The Manhattan School of Music has performed a real service by staging Lee Hoiby’s opera “A Month in the Country.” But “a real service” is not the right way to put it; that makes the staging sound almost a duty. The Manhattan School has provided a real treat in staging the Hoiby work.


Who is Lee Hoiby? He is an unsung American composer, though he has written a lot to sing – about 100 songs, including “There Came a Wind Like a Bugle” (setting the Dickinson poem), “Always It’s Spring” (e.e. cummings), and “The Serpent” (Theodore Roethke). That is to go with several operas, the best known of which is probably “Summer and Smoke” (from the Tennessee Williams play), which Mr. Hoiby composed in 1971.


For all his prowess in vocal composition, Mr. Hoiby was trained as a pianist, studying with the legendary Egon Petri. Mr. Hoiby has done his share of piano composing, and much of this music – as with his output as a whole – can be found on CDs. The Web site www.leehoiby.com is most helpful in this respect. (And if we had had the Internet in the 1780s? Would we have seen www.wamozart.com?)


His great champion was Leontyne Price, who took care to offer some Hoiby in seemingly every recital. When she withdrew from the stage in 1998, a great Hoiby voice – among other things – was stilled. Hardly any composer has ever had a more faithful or more stellar champion.


Mr. Hoiby, born in 1926, ran into a problem: He wanted to write beautiful music – and tonal music – in an age when that sort of music was disapproved. Music took a sharp turn, hijacked by what the composer Ned Rorem called “the serial killers” (a reference to practitioners of serialism). Mr. Hoiby was derided in important quarters as an anachronism, a neo-Romantic, a – worst label of all – conservative.


What he is is a marvelous composer, who writes piece after piece of insight, freshness, and delight. Those Price recitals would include Handel, Mozart, Schubert, Debussy, Barber … and nothing would please more than the Hoiby.


He wrote “A Month in the Country” in 1964, although its original title was “Natalia Petrovna,” after the main character. The libretto is by William Ball – after the play, of course, by Turgenev. Mr. Hoiby revised his opera in 1980. Turgenev’s is a rich story, telling of an aristocratic household upset by romantic longings – this one loves him, this one loves her, and rarely do two people love each other mutually. Strangely, each of the many characters is sympathetic, despite their warring. It’s hard to take sides.
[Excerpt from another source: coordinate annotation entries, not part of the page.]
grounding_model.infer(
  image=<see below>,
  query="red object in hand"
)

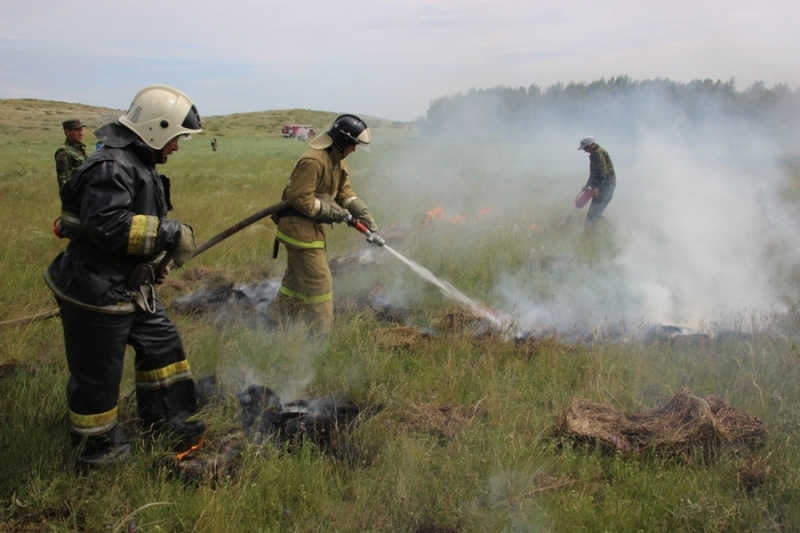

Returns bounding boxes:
[575,189,594,209]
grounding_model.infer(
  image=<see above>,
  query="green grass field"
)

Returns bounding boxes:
[0,100,800,533]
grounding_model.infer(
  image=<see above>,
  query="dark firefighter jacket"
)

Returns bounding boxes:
[586,144,617,189]
[45,122,181,314]
[276,147,356,248]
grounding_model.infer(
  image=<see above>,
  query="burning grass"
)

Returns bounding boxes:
[0,108,800,533]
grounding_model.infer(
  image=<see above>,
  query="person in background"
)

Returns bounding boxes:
[55,118,87,193]
[268,115,378,333]
[45,85,205,467]
[578,135,617,227]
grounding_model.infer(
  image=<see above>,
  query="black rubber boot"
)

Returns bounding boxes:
[71,426,131,470]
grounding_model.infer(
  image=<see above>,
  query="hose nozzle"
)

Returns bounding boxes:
[344,213,386,246]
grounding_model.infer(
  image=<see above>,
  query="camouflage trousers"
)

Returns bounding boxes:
[268,246,333,332]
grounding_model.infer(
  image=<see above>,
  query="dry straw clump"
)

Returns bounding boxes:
[556,390,768,457]
[399,401,487,442]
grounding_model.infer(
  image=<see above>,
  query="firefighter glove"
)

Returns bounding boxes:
[347,198,378,231]
[172,224,195,267]
[314,202,347,224]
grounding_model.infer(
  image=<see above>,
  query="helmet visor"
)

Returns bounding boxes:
[181,106,201,131]
[356,128,371,152]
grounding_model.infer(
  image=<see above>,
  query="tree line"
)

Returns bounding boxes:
[420,76,800,137]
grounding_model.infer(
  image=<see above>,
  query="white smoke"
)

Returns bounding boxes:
[356,84,800,328]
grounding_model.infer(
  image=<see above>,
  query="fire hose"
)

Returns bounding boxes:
[0,201,289,327]
[0,200,386,327]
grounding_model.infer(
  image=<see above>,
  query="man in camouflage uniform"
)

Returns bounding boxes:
[45,85,205,467]
[268,115,378,332]
[55,119,86,193]
[578,136,617,227]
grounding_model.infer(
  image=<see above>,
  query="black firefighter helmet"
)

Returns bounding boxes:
[308,115,370,152]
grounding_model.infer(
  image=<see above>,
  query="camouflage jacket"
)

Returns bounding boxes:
[55,139,86,192]
[276,147,356,248]
[586,144,617,189]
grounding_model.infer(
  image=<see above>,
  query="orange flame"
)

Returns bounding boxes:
[422,206,444,224]
[175,437,206,461]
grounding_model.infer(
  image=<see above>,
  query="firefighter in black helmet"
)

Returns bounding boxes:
[269,115,378,332]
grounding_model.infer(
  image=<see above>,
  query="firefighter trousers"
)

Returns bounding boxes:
[268,246,333,332]
[586,183,617,226]
[58,299,197,443]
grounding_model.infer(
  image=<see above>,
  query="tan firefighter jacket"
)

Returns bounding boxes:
[275,146,356,248]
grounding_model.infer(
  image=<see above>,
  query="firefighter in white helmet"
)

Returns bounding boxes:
[45,85,205,467]
[269,115,378,332]
[578,135,617,227]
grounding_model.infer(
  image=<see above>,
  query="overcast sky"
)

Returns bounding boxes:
[0,0,800,120]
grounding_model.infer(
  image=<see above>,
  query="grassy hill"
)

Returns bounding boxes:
[0,100,800,533]
[0,98,410,140]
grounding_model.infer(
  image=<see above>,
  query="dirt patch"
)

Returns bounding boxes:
[398,402,487,443]
[374,326,434,350]
[173,432,246,486]
[556,390,768,457]
[0,359,27,379]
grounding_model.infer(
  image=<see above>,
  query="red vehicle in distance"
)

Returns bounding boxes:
[281,124,316,139]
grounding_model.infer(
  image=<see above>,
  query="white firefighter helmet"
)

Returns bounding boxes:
[119,85,202,150]
[308,115,370,152]
[578,135,594,150]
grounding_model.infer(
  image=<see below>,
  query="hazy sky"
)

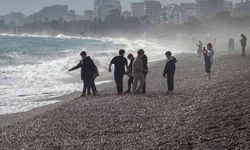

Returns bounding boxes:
[0,0,238,15]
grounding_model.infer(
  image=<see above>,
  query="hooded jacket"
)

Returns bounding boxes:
[70,56,98,80]
[133,56,144,75]
[163,57,177,75]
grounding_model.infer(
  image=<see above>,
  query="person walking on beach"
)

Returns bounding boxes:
[203,43,214,80]
[125,54,135,94]
[228,38,235,51]
[163,51,177,94]
[133,50,146,94]
[196,41,202,58]
[109,49,129,95]
[138,49,148,94]
[240,34,247,56]
[87,66,99,95]
[69,51,99,97]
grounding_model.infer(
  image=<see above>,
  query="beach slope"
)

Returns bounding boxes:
[0,53,250,150]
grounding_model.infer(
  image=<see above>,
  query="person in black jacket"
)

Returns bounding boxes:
[240,34,247,56]
[69,51,99,97]
[109,49,129,95]
[125,54,135,94]
[163,51,177,94]
[138,49,148,94]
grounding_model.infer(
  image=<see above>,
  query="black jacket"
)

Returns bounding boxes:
[142,54,148,74]
[128,58,135,73]
[240,35,247,47]
[163,57,177,75]
[70,56,98,80]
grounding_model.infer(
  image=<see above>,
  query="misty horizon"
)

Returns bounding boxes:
[0,0,240,15]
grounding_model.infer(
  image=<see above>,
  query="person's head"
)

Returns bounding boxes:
[128,54,134,60]
[165,51,172,59]
[207,43,213,50]
[80,51,87,59]
[137,49,144,56]
[137,49,145,55]
[119,49,125,56]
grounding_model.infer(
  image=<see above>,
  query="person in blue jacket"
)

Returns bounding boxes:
[69,51,99,97]
[163,51,177,94]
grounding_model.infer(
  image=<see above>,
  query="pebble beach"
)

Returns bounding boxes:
[0,52,250,150]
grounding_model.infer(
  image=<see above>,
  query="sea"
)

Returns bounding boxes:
[0,33,180,115]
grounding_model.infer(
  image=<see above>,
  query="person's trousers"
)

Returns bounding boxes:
[142,72,147,93]
[167,74,174,91]
[82,79,97,95]
[115,73,124,94]
[241,47,246,56]
[133,73,146,93]
[128,76,134,92]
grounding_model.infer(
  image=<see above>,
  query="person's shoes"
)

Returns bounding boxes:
[164,91,173,96]
[136,90,144,94]
[125,90,131,94]
[117,92,123,95]
[80,94,86,97]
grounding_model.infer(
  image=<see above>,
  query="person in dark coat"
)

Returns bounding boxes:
[69,51,99,97]
[163,51,177,94]
[203,43,214,80]
[109,49,129,95]
[125,54,135,94]
[240,34,247,56]
[228,38,235,51]
[138,49,148,94]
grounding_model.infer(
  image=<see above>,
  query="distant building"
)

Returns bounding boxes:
[232,1,250,17]
[0,12,25,27]
[94,0,122,20]
[25,5,69,23]
[144,0,161,20]
[123,11,132,18]
[83,10,94,20]
[180,3,197,23]
[69,10,76,16]
[196,0,230,19]
[130,2,144,18]
[162,4,182,24]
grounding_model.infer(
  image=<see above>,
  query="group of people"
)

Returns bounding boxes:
[69,34,247,97]
[109,49,148,95]
[69,49,177,97]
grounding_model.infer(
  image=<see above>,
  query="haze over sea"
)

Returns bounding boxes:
[0,34,180,114]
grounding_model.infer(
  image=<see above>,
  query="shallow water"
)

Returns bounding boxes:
[0,34,178,114]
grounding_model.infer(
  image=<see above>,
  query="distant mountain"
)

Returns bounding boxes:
[25,5,68,23]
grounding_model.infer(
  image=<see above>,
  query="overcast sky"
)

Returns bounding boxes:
[0,0,238,15]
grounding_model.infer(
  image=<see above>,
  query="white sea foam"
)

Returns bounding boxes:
[0,34,186,114]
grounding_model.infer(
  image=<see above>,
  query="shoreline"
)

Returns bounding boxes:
[0,51,234,128]
[0,51,250,149]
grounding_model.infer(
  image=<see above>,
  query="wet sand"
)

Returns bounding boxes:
[0,53,250,150]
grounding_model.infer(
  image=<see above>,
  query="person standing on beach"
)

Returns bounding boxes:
[69,51,99,97]
[240,34,247,56]
[203,43,214,80]
[109,49,129,95]
[138,49,148,94]
[125,54,135,94]
[228,38,234,51]
[133,50,146,94]
[196,41,202,58]
[163,51,177,94]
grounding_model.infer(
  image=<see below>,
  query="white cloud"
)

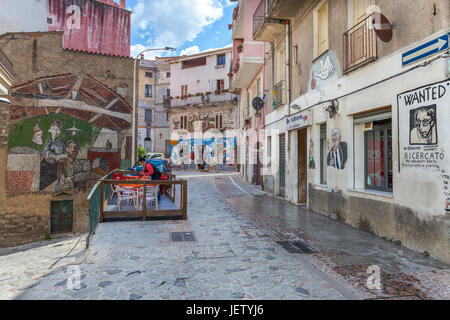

And Mr. Hoiby treats them superbly. His opera is a feast of music, and of musical characterization, and the attention never sags. He moves the story along, while illuminating it. The music is Barberesque, or Hoibyesque, if you like. We hear an American sound, an “open” sound, but Mr. Hoiby’s score is amazingly varied: now sensual, now comic, now plain, now exotic, now popular, now sophisticated. From the beginning, the music is on edge, telling you that something is afoot. This edginess is present even when things seem relatively serene. Mr. Hoiby often signals danger or trouble through atonality – some dissonance to queer the harmony.


Arias and duets arise naturally, not coming off as set-pieces. Mr. Hoiby has a lot going on, with all those characters and all that musical variety, but there is never a sense of busyness, of clutter: This composer is a master of texture, balance, and pace. When the work concludes with its soaring octet, you feel that you have had a complete – and completely satisfying – operatic experience. This is not exactly a regular occurrence.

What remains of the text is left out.